It’s clear that the mental health of young people in the UK is causing increasing concern. Almost 1 in 4 children and young people show evidence of ill health whilst 1 in 5 young adults have a diagnosable mental health disorder. Consequently we are seeing more schools prioritising student wellbeing. Indeed this is already an area of focus for Ofsted.
Mental health impacts on training delivery
However, there is little coordinated support from Government to support young people who leave school at 16 to enter apprenticeships and other work-based learning programmes. And arguably the stress these individuals face is higher as they get to grips with the transition from school to the workplce. Evidence suggests many learning providers feel swamped by the increasing incidences of mental ill health in their students. GMLPF members have told us this is having a direct impact on the delivery of their programmes
Mental Health First Aid
Research among GMLPF members reveals that at any time up to 30% of their apprentices and learners are suffering with their mental health. This can eat up an average of 40 staff hours each month. On average each provider faces more than eighty mental health incidents requiring intervention each year.
Our research showed that many learning providers wanted some sort of formal training in mental health awareness. So as a first step GMLPF linked with AT Skills and Active IQ to launch a Mental Health Awareness and First Aid training course which ran in January and February.
Level 2 Award
The AT Skills delivered course runs over 2 days and awards a Level 2 qualification to successful participants. Asset Training, North West Training Council, Lite Ltd, St Helens Chamber and Halton Council all sent staff on the course. Director of AT Skills Alan Reddin outlines what the objectives of the programme are:
“We have specifically designed the course to help training providers. They learn to boost awareness and understanding of mental health. We equip staff to identify signs and symptoms, risk factors and treatments for the most common mental health problems. Ending discrimination can only happen through knowledge.”
The delegates were also well drilled in mental health first aid and how to signpost individuals in need to sources of professional support. Harriet adds:
“Through discussion and group activities, we tailor the course for providers of apprenticeships and other training. They leave with a good grasp of the particular mental health issues experienced by apprentices and adult learners. We also spent time considering the mental health challenges encountered by learner-facing staff.”
During two days at GMLPF offices in Liverpool, the participants pinpointed real life scenarios. A range of hot topics were debated. The staff particularly wanted to know about striking the right balance between making adjustments for learners’ mental health and encouraging them to challenge them by building resilience.
Pavlina Kiakides of GMLPF who completed the course explains some of the issues tackled during the two days’ training:
“There were lots of opportunities to explore different providers’ practices regarding the development of resilience in learners. So for example, when a learner self declares a phobia of public transport what strategy should be adopted? Should the provider accept they can’t travel and find them a placement/apprenticeship close to home? Or focus on helping the student overcome the phobia? We also realised that the roles of different parties involved in delivery of training need clarifying. The responsibilities of employer and provider in supporting mental good health in apprentices must be agreed at the start to stop people falling through the net.”
Raising Awareness Across The Region
An emerging theme was that provider staff often need support; it is not just an issue for students.
The course was a culmination of a project by GMLPF that set out to raise awareness of the issues. The groundwork for getting to this point was the extensive research conducted among our members. The introduction of the course is timely as mental health of apprentices and other young people has moved up the agenda of skills challenges facing the Liverpool City Region.
Research among members reveals students are affected by issues such as anxiety, stress and lack of self- belief. And 83% GMLPF members responded that mental health issues are on the increase.
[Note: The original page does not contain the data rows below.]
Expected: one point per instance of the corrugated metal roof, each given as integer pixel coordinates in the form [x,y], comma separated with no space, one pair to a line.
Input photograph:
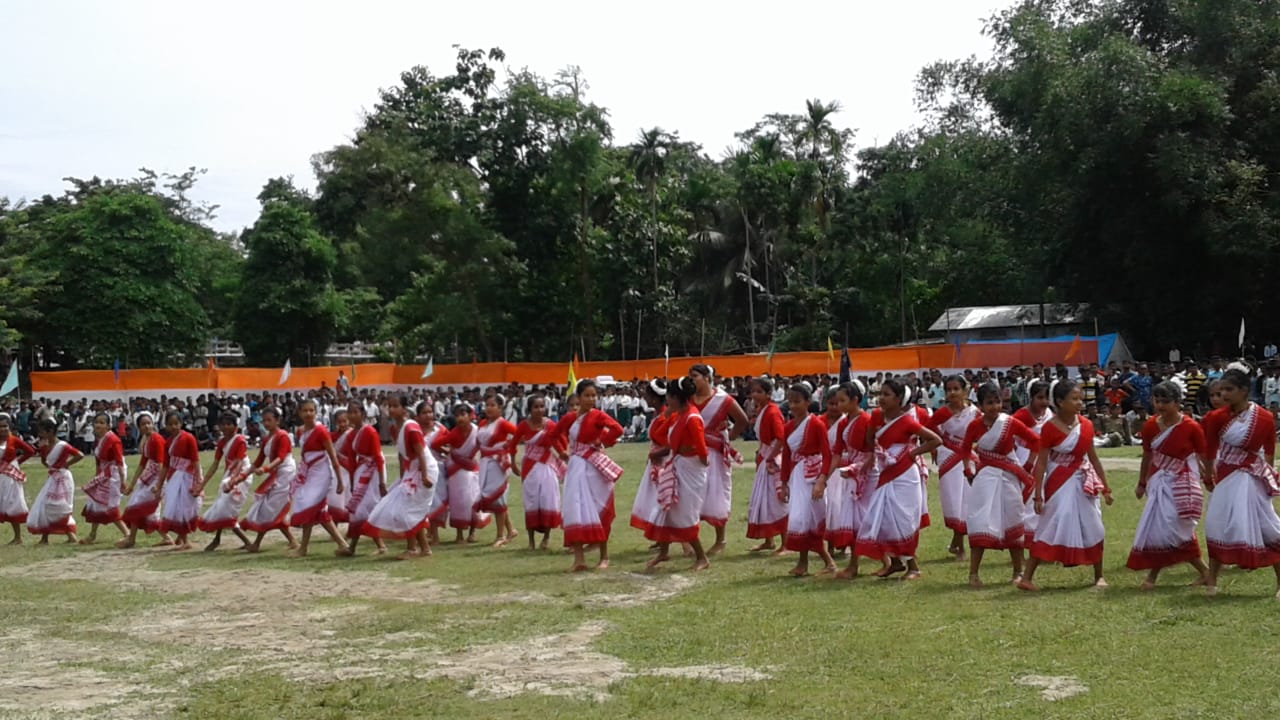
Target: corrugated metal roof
[1010,317]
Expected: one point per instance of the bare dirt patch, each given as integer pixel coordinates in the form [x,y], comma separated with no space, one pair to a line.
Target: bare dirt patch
[1054,687]
[269,618]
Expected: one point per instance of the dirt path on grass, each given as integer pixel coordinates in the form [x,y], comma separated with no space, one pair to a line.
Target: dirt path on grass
[295,624]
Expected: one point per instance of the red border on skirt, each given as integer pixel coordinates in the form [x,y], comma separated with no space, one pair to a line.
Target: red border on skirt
[1243,556]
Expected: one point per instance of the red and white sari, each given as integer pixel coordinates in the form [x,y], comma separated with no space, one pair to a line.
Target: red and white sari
[1166,531]
[645,502]
[142,510]
[892,522]
[51,511]
[314,481]
[103,492]
[589,479]
[346,452]
[272,497]
[402,513]
[681,482]
[540,474]
[494,441]
[805,460]
[721,459]
[464,478]
[1070,524]
[1027,459]
[224,513]
[13,499]
[366,481]
[848,481]
[952,486]
[182,491]
[1240,523]
[767,513]
[996,499]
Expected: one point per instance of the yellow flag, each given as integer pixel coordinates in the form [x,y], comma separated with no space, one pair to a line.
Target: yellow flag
[572,379]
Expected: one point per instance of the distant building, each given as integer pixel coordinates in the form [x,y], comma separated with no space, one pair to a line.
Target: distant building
[1014,322]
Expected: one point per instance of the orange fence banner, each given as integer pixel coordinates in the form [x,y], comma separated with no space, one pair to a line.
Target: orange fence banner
[865,361]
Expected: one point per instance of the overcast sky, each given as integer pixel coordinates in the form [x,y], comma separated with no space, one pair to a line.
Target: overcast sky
[250,90]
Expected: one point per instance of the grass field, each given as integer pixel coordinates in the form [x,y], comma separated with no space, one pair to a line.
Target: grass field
[475,632]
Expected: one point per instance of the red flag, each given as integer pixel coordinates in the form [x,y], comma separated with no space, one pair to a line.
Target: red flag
[1074,349]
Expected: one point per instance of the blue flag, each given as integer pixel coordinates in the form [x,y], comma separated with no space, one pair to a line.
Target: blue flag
[10,382]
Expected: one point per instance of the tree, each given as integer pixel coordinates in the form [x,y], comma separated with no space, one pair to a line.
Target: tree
[287,305]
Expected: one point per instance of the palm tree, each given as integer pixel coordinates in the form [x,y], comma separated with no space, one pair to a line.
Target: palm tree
[648,159]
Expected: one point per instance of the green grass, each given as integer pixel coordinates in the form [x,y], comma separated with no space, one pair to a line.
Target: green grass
[863,648]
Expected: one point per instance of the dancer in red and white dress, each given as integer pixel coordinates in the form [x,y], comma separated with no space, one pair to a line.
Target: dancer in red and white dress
[1000,484]
[647,490]
[725,422]
[850,472]
[950,423]
[681,482]
[1034,417]
[343,437]
[496,436]
[588,505]
[13,500]
[51,511]
[840,497]
[805,463]
[368,481]
[273,496]
[402,511]
[181,483]
[103,492]
[767,510]
[1240,523]
[890,528]
[232,452]
[462,445]
[318,477]
[142,510]
[540,472]
[1173,461]
[439,511]
[1069,478]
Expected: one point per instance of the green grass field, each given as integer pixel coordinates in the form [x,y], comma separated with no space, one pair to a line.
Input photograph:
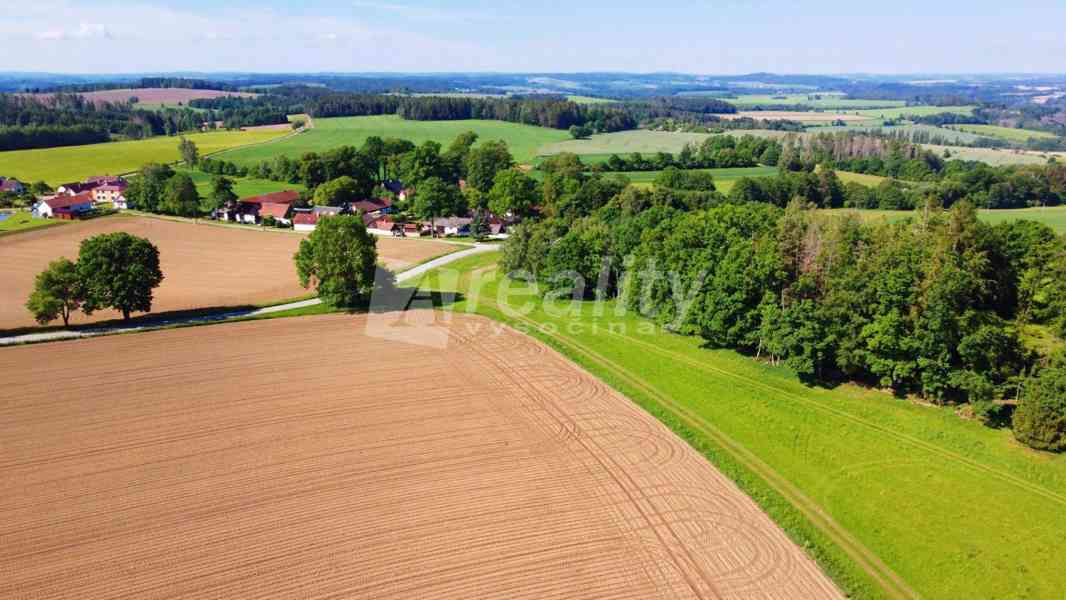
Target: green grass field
[724,178]
[23,221]
[1007,133]
[867,482]
[74,163]
[1052,216]
[828,101]
[903,112]
[328,133]
[590,100]
[242,187]
[996,157]
[626,143]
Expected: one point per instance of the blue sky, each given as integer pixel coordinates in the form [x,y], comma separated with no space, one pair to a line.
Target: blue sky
[727,36]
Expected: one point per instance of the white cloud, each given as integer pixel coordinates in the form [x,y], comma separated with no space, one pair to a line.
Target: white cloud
[84,31]
[143,37]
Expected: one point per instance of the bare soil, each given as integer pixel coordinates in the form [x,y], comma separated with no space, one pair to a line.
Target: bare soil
[312,457]
[204,265]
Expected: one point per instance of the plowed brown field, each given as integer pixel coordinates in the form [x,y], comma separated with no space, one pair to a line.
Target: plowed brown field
[305,458]
[204,265]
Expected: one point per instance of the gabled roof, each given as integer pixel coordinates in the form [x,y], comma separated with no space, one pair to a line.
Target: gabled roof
[286,197]
[305,219]
[274,209]
[63,201]
[372,205]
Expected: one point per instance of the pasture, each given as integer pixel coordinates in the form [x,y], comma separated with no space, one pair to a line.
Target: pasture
[221,463]
[151,96]
[626,143]
[205,265]
[328,133]
[22,221]
[824,101]
[724,178]
[1008,133]
[996,157]
[74,163]
[876,486]
[243,187]
[1052,216]
[904,112]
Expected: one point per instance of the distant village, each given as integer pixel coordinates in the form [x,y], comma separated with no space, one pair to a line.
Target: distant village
[277,209]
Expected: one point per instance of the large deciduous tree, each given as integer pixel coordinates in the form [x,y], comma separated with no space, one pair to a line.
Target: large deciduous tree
[339,260]
[119,271]
[57,293]
[484,162]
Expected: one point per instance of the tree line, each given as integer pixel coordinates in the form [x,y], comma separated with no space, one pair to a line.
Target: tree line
[930,306]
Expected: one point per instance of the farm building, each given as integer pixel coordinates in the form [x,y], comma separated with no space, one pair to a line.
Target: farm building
[305,221]
[253,209]
[11,185]
[111,193]
[382,225]
[63,206]
[373,206]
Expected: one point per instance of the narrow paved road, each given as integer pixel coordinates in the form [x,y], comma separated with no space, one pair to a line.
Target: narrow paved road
[217,317]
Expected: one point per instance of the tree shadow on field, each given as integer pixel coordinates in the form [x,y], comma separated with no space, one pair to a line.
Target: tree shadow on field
[147,320]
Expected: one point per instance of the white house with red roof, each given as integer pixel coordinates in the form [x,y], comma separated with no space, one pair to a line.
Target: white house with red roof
[63,206]
[254,209]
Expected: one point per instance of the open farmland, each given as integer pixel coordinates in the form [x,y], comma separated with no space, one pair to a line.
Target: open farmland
[210,463]
[205,265]
[152,95]
[74,163]
[873,484]
[1008,133]
[328,133]
[801,116]
[825,101]
[1052,216]
[243,187]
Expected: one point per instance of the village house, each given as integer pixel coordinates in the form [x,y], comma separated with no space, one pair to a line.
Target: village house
[253,209]
[63,206]
[373,206]
[11,185]
[305,221]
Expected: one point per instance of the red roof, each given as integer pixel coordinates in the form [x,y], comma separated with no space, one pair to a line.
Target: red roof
[286,197]
[274,209]
[67,201]
[371,205]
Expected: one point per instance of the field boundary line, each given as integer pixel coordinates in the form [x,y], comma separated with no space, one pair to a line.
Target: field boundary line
[942,452]
[889,582]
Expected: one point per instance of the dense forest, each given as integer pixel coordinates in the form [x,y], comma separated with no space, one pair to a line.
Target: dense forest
[550,112]
[930,306]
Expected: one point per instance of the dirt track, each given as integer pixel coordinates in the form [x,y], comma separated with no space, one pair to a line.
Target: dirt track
[204,265]
[243,460]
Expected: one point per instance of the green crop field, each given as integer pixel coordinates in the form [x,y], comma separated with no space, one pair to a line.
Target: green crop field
[243,187]
[74,163]
[590,100]
[11,222]
[1052,216]
[996,157]
[724,178]
[830,101]
[867,482]
[626,143]
[329,133]
[904,112]
[1005,132]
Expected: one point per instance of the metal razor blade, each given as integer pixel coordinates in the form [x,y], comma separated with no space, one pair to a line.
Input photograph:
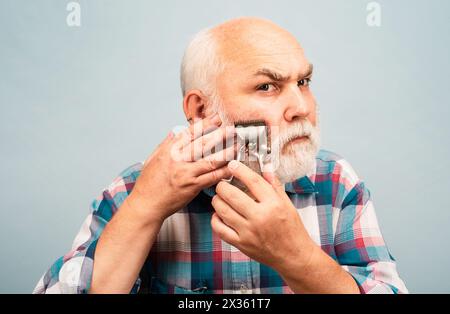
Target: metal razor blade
[253,147]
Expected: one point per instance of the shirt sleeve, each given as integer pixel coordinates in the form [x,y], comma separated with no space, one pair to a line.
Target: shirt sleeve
[360,247]
[72,273]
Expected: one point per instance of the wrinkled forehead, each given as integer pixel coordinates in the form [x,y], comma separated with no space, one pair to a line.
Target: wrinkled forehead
[244,56]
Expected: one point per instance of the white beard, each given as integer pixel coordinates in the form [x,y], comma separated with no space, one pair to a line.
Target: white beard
[290,161]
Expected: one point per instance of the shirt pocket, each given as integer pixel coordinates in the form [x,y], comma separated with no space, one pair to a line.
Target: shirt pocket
[157,286]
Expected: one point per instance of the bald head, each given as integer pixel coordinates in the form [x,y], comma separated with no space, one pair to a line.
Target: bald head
[230,43]
[251,35]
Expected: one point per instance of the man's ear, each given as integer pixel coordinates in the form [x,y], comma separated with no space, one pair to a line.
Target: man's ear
[194,105]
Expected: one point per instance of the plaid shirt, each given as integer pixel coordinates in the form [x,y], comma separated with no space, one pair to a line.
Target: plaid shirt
[188,257]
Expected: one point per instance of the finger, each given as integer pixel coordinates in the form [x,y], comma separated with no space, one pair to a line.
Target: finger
[197,129]
[235,198]
[259,187]
[211,178]
[227,214]
[217,140]
[223,231]
[271,177]
[214,161]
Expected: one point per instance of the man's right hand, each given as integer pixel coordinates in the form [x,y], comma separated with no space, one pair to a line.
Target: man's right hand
[180,168]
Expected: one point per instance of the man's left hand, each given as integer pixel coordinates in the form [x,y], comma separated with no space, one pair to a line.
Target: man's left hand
[267,228]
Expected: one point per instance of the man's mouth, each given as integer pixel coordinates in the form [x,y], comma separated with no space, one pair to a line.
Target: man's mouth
[299,139]
[296,140]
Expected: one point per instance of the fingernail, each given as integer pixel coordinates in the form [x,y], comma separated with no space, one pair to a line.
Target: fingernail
[232,165]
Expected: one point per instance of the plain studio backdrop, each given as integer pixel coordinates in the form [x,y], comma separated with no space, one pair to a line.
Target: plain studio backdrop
[80,104]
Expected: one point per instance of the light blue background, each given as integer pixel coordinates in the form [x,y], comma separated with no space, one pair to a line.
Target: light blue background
[78,105]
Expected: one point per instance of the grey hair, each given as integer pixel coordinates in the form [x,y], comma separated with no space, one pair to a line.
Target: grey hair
[201,64]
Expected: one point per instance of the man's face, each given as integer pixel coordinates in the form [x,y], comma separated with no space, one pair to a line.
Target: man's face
[268,80]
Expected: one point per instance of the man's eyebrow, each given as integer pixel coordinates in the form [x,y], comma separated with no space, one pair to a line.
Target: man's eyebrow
[275,76]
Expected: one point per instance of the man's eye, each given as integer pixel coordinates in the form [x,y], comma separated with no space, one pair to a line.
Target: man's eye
[304,82]
[268,87]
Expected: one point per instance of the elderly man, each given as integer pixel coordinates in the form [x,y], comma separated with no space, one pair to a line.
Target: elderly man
[173,225]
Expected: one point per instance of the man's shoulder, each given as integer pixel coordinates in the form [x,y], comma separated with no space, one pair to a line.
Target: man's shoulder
[333,164]
[125,180]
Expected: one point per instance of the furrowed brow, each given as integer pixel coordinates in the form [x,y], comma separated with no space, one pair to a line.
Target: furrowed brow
[307,73]
[273,75]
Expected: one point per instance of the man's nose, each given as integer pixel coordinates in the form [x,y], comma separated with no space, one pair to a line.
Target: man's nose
[296,105]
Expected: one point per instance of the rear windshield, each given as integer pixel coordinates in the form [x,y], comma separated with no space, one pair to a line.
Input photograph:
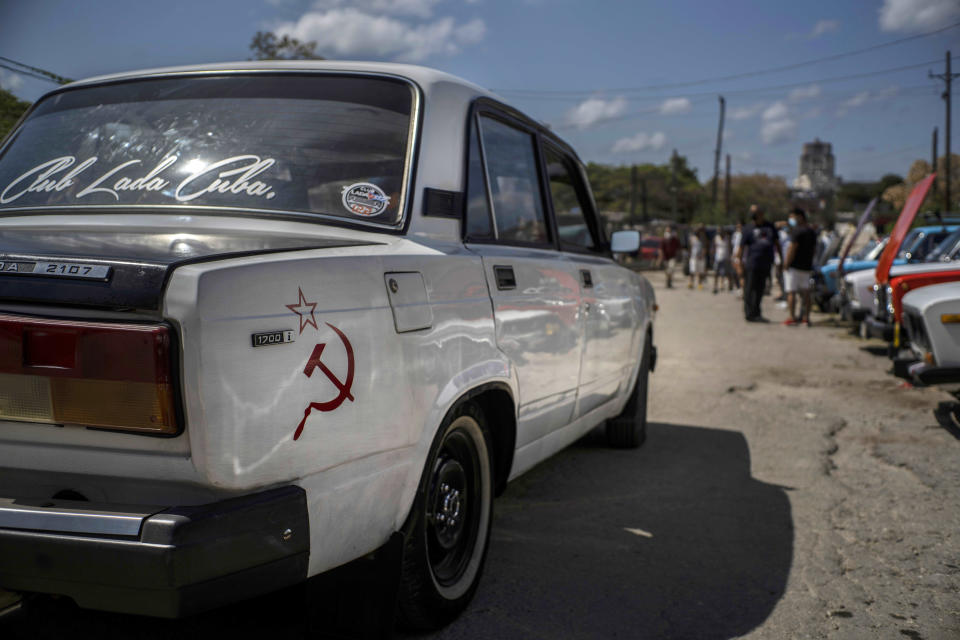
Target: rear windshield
[322,144]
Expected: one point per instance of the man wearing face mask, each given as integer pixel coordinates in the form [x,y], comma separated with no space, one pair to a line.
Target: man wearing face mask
[799,267]
[755,254]
[667,258]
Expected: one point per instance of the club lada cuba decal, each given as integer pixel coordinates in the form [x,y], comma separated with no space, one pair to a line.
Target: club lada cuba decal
[237,175]
[305,311]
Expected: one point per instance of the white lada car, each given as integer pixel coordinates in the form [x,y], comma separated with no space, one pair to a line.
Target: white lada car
[257,320]
[931,321]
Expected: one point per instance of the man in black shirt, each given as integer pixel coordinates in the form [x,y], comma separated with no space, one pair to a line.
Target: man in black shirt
[756,256]
[799,266]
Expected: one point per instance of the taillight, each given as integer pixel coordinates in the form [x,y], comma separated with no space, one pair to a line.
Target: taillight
[95,374]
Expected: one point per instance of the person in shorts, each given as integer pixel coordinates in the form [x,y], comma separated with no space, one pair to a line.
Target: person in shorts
[756,255]
[668,253]
[799,267]
[721,261]
[698,256]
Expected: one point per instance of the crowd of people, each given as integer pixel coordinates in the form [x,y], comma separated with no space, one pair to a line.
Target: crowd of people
[747,259]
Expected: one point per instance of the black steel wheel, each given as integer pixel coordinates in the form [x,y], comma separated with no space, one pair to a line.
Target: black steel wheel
[629,429]
[448,529]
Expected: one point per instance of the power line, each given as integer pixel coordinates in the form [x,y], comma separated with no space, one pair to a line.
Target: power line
[24,73]
[749,74]
[901,94]
[42,74]
[790,85]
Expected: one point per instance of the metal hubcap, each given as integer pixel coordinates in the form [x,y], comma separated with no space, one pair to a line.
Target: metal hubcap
[449,503]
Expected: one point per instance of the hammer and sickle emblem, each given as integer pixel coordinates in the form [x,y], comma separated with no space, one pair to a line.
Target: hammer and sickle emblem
[344,387]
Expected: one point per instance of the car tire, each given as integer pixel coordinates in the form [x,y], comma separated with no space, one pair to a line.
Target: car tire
[629,429]
[448,530]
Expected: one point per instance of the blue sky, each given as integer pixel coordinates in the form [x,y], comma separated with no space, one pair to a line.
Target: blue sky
[592,70]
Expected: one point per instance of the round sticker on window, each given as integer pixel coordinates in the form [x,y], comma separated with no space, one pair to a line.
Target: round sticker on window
[365,199]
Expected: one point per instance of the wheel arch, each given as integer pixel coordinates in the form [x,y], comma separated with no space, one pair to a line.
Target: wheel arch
[495,400]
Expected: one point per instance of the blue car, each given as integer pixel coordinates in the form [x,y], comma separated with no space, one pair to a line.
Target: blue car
[918,243]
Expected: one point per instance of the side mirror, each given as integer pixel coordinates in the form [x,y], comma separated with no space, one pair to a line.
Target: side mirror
[625,241]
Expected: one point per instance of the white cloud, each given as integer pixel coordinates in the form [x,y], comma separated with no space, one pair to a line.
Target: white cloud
[822,27]
[641,142]
[805,93]
[10,81]
[862,98]
[776,111]
[856,101]
[742,113]
[674,106]
[418,8]
[351,33]
[917,15]
[594,110]
[776,131]
[777,126]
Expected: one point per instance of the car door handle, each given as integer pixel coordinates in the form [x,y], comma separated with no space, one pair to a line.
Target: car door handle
[505,277]
[586,278]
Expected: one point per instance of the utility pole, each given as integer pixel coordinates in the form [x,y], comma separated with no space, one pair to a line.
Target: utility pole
[947,79]
[643,200]
[673,184]
[726,192]
[716,157]
[933,167]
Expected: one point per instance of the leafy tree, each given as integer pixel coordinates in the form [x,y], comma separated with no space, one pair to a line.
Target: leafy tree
[896,194]
[611,188]
[11,108]
[266,46]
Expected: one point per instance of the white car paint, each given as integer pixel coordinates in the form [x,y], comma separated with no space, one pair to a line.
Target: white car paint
[924,307]
[568,357]
[860,283]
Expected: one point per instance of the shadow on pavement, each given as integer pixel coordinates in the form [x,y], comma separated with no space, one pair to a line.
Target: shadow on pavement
[948,417]
[708,557]
[562,563]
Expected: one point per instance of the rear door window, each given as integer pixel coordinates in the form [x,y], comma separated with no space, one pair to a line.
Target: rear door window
[514,182]
[570,206]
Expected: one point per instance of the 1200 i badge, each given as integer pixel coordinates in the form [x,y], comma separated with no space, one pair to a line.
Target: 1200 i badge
[365,199]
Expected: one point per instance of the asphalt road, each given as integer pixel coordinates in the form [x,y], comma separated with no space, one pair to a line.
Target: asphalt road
[789,488]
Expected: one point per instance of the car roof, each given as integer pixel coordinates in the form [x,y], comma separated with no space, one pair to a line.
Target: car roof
[925,296]
[423,76]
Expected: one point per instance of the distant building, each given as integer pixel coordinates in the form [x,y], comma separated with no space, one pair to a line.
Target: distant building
[816,173]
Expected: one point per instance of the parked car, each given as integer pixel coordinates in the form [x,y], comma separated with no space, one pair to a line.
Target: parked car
[885,311]
[931,322]
[827,286]
[939,266]
[858,289]
[258,320]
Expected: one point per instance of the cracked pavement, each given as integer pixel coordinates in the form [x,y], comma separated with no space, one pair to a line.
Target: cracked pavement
[789,488]
[846,526]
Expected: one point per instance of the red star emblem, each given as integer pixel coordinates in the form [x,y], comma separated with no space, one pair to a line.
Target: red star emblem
[304,309]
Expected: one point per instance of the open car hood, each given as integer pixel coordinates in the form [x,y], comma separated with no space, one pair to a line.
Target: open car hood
[902,227]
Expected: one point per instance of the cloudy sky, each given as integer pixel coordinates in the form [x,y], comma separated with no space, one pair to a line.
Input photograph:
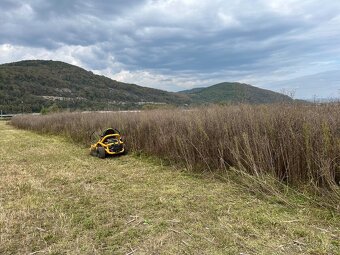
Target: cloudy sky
[181,44]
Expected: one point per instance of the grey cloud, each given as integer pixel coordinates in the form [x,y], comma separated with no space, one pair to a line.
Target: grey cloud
[226,39]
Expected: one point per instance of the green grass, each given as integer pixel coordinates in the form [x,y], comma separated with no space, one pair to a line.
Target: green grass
[56,199]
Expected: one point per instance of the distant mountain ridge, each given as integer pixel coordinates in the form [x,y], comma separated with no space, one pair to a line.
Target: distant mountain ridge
[235,92]
[30,85]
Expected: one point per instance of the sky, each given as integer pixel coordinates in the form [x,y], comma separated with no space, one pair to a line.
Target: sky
[182,44]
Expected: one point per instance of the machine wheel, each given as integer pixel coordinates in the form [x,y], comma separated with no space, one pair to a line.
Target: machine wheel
[101,152]
[93,152]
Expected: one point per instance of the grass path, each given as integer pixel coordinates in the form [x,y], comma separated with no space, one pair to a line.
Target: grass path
[56,199]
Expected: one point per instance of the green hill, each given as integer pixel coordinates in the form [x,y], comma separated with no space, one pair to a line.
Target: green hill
[30,85]
[234,92]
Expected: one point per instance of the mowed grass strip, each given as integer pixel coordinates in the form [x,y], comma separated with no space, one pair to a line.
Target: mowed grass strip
[56,199]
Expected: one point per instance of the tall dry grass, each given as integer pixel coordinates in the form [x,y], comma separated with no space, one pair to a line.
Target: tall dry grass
[297,144]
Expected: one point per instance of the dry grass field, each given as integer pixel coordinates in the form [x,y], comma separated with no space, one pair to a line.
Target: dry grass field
[56,199]
[297,144]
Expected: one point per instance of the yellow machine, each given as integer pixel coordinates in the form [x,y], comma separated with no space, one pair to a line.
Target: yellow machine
[110,143]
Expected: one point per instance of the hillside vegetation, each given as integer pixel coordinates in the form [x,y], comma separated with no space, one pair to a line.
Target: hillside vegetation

And since the introduction of the Apprenticeship Levy, it seems that employers may be inadvertently adding to apprentices’ stress levels. Because employers hold the funding themselves, they are taking a keener interest in seeing good levels of achievement. Further pressures come from all kinds of sources; students cite social media and lack of support at home.
Only ten places are available on each course. We will be announcing future dates soon and in the meantime the following is just some of the positive feedback we have had so far.
“The course covered a wide & varied subject matters discussed which will be useful for personal and professional application”
“Great awareness of mental health first aid, signs and symptoms and discussions around apprenticeships”
“The whole programme was excellent as it provided a robust range of information, skills and knowledge which I am able to put into practice and share with colleagues and learners”.
“The programme was perfect, professional, highly informative and educational. An excellent programme which enabled me develop personally and professionally”.